- DVD cover
- Directed by: Neil Jordan
- Written by: Neil Jordan
- Produced by: John Boorman
- Starring: Veronica Quilligan; Stephen Rea; Alan Devlin;
- Cinematography: Chris Menges
- Edited by: J. Patrick Duffner
- Music by: Paddy Meegan
- Production companies: Bórd Scánnon na hEireaan Channel Four Films Motion Picture Company of Ireland
- Distributed by: British Film Institute
- Release dates: 14 May 1982 (Ireland); 18 May 1984 (U.S.);
- Running time: 92 minutes
- Country: Ireland
- Language: English
- Budget: £490,000 Irish punts

= Angel (1982 Irish film) =

Angel (U.S. title: Danny Boy) is a 1982 Irish film written and directed by Neil Jordan and starring Stephen Rea. The film was Neil Jordan's directorial debut, and the executive producer was John Boorman.

==Premise==
Danny, a jazz saxophonist with a travelling band, witnesses the gangland murder of the band's manager (involved in extortion payoffs) and that of a deaf and mute girl witness at a dancehall in South Armagh. Danny tries to hunt down the murderers and in doing so his relationship with Deirdre, the singer in his band, falls apart and he becomes a murderer himself.

==Cast==
- Stephen Rea as Danny
- Veronica Quilligan as Annie
- Honor Heffernan as Deirdre
- Alan Devlin as Bill
- Peter Caffrey as Ray
- Gerard McSorley as Assistant
- Ray McAnally as Bloom
- Anthony Tyler Quin as Tony Quinn

==Production==
The film is set in Northern Ireland and it is implied that the extortionists/murderers are loyalist paramilitaries (one is described as "a Prod" by his Catholic girlfriend; another is a policeman). However, there is little specific reference to the Northern Ireland Troubles.
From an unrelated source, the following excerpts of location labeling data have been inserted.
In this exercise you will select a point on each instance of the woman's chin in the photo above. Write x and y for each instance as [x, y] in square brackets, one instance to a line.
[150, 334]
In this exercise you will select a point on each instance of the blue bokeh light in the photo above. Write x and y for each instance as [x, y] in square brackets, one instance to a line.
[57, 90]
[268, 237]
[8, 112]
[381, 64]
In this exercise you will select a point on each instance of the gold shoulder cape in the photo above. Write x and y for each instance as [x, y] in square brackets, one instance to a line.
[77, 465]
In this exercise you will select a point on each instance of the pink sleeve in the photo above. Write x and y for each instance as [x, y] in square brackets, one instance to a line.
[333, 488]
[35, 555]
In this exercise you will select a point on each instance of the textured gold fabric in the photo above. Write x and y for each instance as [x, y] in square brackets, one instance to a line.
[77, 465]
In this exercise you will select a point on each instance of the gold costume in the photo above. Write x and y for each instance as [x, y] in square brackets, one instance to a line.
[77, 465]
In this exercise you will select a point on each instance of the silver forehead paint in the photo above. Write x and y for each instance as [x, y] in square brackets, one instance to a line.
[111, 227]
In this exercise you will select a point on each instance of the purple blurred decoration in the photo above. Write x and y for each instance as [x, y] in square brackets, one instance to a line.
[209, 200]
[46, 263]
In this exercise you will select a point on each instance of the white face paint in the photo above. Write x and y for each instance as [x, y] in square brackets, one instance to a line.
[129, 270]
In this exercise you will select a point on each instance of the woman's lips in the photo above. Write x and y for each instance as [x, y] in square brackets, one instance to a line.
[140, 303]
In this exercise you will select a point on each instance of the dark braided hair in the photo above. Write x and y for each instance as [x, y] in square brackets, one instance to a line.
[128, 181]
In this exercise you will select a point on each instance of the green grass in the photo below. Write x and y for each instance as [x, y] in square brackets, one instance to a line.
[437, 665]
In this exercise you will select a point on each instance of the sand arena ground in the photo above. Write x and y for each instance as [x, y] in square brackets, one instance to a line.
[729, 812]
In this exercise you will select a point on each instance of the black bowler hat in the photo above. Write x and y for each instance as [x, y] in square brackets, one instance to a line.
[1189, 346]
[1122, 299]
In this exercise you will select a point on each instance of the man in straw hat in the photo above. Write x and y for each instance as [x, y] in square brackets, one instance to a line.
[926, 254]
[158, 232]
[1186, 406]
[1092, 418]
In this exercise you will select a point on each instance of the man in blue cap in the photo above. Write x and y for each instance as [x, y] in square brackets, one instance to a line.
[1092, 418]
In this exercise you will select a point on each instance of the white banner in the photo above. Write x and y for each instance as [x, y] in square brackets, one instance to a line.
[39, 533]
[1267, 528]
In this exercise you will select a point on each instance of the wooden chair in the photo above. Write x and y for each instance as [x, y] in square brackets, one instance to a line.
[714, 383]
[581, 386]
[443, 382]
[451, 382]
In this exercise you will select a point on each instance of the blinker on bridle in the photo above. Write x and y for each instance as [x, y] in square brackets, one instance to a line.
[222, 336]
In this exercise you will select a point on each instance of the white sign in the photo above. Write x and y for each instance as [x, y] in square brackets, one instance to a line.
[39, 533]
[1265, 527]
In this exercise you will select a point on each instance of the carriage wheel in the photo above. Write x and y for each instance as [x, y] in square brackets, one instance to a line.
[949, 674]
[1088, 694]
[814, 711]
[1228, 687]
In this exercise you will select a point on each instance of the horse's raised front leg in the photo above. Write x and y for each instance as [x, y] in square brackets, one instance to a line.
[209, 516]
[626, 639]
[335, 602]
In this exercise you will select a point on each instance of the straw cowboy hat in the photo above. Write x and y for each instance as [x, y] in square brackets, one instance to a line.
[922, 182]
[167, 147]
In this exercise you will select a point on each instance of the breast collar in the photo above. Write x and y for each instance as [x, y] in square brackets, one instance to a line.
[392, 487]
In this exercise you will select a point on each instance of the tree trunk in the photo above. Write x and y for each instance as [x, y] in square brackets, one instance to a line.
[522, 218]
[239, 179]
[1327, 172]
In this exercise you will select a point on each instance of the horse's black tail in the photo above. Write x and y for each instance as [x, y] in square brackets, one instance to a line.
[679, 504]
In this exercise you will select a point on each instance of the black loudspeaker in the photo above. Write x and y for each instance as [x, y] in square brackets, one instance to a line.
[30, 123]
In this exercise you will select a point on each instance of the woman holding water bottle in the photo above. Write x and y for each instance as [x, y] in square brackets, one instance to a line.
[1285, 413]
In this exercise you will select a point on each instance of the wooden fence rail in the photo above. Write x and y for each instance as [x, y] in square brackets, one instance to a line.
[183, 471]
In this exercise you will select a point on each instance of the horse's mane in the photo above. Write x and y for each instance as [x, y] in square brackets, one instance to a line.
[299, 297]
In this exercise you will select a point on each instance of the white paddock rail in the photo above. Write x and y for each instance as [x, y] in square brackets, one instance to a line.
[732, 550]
The film was made in and around inner-city Dublin (standing in for Belfast) and Jordan's native Bray. In the sequences where the band play in a seaside resort (probably supposed to be Portstewart, since Danny is shown asking older bandsmen about their memories of his late uncle, whom we are earlier told played in a band at Portstewart) Bray Head is visible in some background shots. Other locations include the former Butlin's holiday camp in Mosney, County Meath, and the former St. Brendans Hospital, Grangegorman.

The dance and crowd scenes from the Mosney ballroom had to be re-shot due to a problem with the film processing.
==Reception==
In 1982 it was reported the film was "doing very well in Dublin though not so well in the country."